Now, nearly EVERY HS senior gets counseled to apply for university and assistance with their applications, if necessary. And many, also go into exorbitant debt after they are admitted.
For example, in most cases, a low-income HS graduate is better off financially after training for practically “free” as an HVAC technician for 12 months in a ROP program at their local CC than if they borrowed $20K or more per year to attend a four-year institution (which, in CA, could take 5-6 years to graduate from) only to graduate into a stagnant or “sewed-up” local job market in their field and with no money left with which to relocate with. In addition, the clock is ticking cuz their student loan payments will start in six months. If they borrowed $100K in Federally-backed “Sallie Mae” loans, their monthly payments could easily be $650 – $750!
That’s a lot of money when you don’t yet have a decent job, a decent vehicle, decent work clothing or money for a plane fare to go on a job interview out of area.
brian, I have to tell you that I’m tired of reading your “rhetoric” about Trump supporters being “angry white hicks who begrudge people that `made it.'” They’re not all “white,” they’re not all “hicks,” they’re not all male, and, believe it or not, most of them are doing just fine financially, even if the factories with all the “good jobs” left their area and moved to China or MX.
I know it might be a stretch for you to envision this but a lot of those folks who have lived in America’s heartland their entire lives have many, many resources available to them. The majority are living in the same general area which they grew up in and have family all around who will give them jobs in their businesses. They hunt and fish for food and freeze it and trade farm/homegrown food with neighbors and relatives. Most of them don’t have mortgages over $1000 mo (PITI) and that is high in many areas. By 40-45 years old, their mortgage is typically paid off so if they got “laid off” from their “lifetime union job” after that, their situation isn’t as dire as one might think. And the women (incl “wives”) work their a$$es off (many FT and also on farms) and also drive big trucks and heavy equipment if they have to to survive. In addition, they can together during the harvest season and put up everything in mason jars in their tornado shelters and trade with each other so everyone has a mix of fruits and vegetables. In short, they are very resourceful and hardy bunch of folks who don’t feel that they are any “less” of a person than a college graduate.

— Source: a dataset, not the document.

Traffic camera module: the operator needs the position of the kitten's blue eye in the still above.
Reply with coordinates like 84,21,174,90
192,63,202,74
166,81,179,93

Unlike CA urban dwellers, most of these “flyover country dwellers” are much too proud to take “welfare” unless they are truly down and out and need “food stamps” to feed their kids and then consider it only “temporary.”
At the end of the day, the PhD (professor) and JD (lawyer) and their students, clerks/secretaries/paralegals (with assoc degrees or less) all use the same public restrooms. No one is “better” than another by virtue of having more education. Yes, aside from becoming qualified to work in a profession, four years at university away from home DID mature my kids (I can see a big difference in the maturity of my youngest already, who is currently a sophomore) but this is only because they were somewhat cloistered and “coddled” while attending K-12 public school (I didn’t have much control over this). But most kids who start out after HS graduation with little or nothing had to mature much faster as teens by necessity. That’s how it was 45 years ago, when I was a teen and that’s how it is today. That doesn’t mean these lower-income kids who might decide to enroll in an ROP program are “lesser people” than their brethren who are currently attending university.